RDF, The Semantic Web, and Linked Data

This essay is an attempt to tie together my articles and blog posts on semantic web related topics.

Bob DuCharme, last updated 24 September 2009

Resource Description Framework (RDF) is a W3C standard data structure for storing arbitrary data on the web and elsewhere.[1] Its key advantages include flexibility in describing different kinds of data, ease of aggregation, and the availability of standards supported by both commercial and open source software.

Several syntaxes are available for representing RDF data. RDF/XML was one of the earliest, and its frequent ugliness and syntactic complexity for representing what became little-used RDF features gave RDF a bad reputation in its early days, but RDF/XML doesn't have to be ugly.[2] Formats more popular today include n3, its sibling Turtle, N-triples, and RDFa (formerly "RDF/a"[24]).

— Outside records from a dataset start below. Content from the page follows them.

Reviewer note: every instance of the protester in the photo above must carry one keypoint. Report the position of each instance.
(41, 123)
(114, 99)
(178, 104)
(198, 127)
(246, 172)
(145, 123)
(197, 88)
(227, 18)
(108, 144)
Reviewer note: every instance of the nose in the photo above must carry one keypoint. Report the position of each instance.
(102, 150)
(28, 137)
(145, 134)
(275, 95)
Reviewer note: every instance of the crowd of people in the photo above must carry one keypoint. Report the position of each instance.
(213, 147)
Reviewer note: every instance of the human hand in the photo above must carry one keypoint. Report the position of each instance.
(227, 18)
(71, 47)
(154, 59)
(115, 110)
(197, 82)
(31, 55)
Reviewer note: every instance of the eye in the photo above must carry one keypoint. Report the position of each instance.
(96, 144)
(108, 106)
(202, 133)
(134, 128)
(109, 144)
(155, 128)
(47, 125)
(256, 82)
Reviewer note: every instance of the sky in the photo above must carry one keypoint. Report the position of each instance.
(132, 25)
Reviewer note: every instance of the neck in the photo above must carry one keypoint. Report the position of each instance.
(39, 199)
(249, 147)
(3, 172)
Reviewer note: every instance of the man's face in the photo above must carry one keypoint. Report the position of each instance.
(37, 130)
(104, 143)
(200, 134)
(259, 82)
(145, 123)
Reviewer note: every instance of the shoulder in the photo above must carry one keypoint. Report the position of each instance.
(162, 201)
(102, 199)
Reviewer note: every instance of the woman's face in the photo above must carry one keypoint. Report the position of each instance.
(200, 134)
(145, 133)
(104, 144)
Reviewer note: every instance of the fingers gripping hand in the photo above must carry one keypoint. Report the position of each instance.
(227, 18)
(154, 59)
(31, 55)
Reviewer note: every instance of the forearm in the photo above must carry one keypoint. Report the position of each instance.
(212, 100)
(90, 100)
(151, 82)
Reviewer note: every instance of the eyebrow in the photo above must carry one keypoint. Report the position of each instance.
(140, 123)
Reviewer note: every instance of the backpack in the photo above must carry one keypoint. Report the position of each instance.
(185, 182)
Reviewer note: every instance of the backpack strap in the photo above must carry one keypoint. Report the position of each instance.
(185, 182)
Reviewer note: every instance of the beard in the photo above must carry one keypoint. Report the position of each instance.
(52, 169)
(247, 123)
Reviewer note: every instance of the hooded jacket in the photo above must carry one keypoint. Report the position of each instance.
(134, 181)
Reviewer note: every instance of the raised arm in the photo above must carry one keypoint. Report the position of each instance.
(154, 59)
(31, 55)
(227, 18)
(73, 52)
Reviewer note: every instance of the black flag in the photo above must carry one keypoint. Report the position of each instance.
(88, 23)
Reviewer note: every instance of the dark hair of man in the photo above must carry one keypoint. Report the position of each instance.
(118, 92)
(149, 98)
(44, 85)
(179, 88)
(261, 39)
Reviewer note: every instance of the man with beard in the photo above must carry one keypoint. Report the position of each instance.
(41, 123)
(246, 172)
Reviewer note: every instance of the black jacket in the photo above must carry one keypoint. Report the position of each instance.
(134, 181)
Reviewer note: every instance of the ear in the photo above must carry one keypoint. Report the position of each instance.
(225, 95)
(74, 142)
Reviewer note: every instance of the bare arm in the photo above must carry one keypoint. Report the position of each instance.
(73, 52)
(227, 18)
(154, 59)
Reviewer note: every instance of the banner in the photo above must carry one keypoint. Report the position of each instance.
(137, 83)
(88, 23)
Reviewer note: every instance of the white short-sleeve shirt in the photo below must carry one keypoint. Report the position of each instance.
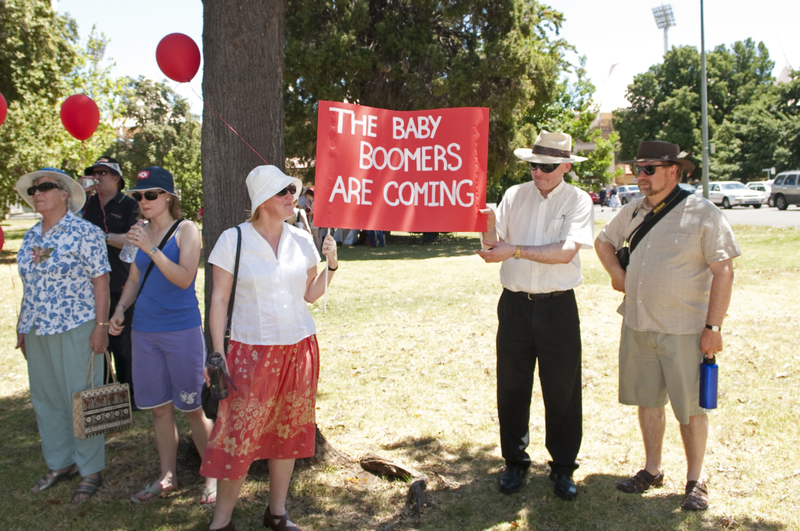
(269, 308)
(524, 217)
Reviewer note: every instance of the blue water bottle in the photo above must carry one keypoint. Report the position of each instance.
(709, 378)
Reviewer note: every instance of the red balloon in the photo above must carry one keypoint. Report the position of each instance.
(3, 109)
(80, 116)
(178, 57)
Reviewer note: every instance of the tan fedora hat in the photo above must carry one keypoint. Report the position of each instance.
(549, 148)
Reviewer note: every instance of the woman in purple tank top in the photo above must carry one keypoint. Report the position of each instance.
(167, 336)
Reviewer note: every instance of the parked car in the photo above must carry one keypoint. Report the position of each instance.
(628, 193)
(765, 189)
(786, 189)
(727, 194)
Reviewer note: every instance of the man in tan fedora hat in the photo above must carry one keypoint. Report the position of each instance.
(677, 288)
(537, 232)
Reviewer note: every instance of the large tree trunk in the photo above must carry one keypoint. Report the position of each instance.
(243, 82)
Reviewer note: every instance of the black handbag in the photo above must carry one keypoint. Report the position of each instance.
(211, 404)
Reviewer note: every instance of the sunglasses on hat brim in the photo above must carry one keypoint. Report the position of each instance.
(291, 189)
(647, 170)
(545, 168)
(42, 187)
(150, 195)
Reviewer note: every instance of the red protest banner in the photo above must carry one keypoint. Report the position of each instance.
(415, 171)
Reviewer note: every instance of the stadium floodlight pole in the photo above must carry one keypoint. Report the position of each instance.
(665, 19)
(704, 101)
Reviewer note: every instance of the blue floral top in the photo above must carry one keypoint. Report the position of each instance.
(57, 273)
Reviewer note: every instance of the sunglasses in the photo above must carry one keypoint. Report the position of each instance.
(151, 195)
(43, 187)
(546, 168)
(289, 189)
(647, 170)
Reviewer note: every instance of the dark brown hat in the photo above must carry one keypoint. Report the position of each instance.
(660, 151)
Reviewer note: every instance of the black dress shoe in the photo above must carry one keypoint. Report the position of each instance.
(565, 488)
(511, 480)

Machine-readable data on the public web

An RDF {subject, predicate, object} statement known as a "triple" names a resource and a bit of data about that resource. RDFa lets you embed these triples in HTML, and is becoming popular as a more flexible, scalable alternative to microformats.[11, 12, 3] (It can be used in other forms of XML such as DITA and DocBook as well.[80]) Examples of RDFa often show hand-coded markup, but it's easy enough to automate the addition of RDFa metadata with HTML generation systems such as Moveable Type[4, 5] and the DITA Open Toolkit.[6] As more database-driven, non-static web pages such as the news site digg[7, 70] incorporate RDFa, they make more of their data and metadata available to applications in addition to making data available to eyeballs, which has been the main use of the web so far. As websites that deliver business-driver data such as schedules and prices make more of this data available using RDFa,[8] it will open up new possibilities for how we can use the web, especially now that Yahoo and Google have announced plans to parse and use metadata stored using RDFa. [71, 74]

While RDFa lets you embed machine-readable data in web pages, the Linked Data movement provides a larger-scale approach to making data that fits the RDF model available on the public internet or across silos of intranets behind firewalls, and the number of sites making Linked Data available is constantly growing.[82] This data may be stored in a relational database[9, 10], but by providing an HTTP interface that references data using URIs[69] and accepts queries using the W3C standard SPARQL language, a "SPARQL endpoint" makes the data accessible to a wide variety of applications. Once you know the URL for a SPARQL endpoint, you can jump in and start exploring it with no need for special background on what kind of data is stored there.[13] Straightforward RDF development tools existed before SPARQL was available[44], but the existence of a standardized, well-supported query language for RDF means that, as with the opportunities that SQL provided for relational databases, people can extract data from databases according to their own conditions and terms with no need to build full applications. Of course, it also makes application development much easier, because SPARQL tools often combine easily with other tools.[66, 67, 68]

A standard way to query that data

As with any computer language, you can build complex, powerful SPARQL queries—it's not unusual to find complaints about how complicated SPARQL queries can get on web pages implemented with an impenetrable mess of spaghetti JavaScript code[14]—but simple SPARQL queries that get real work done are quite common.[15]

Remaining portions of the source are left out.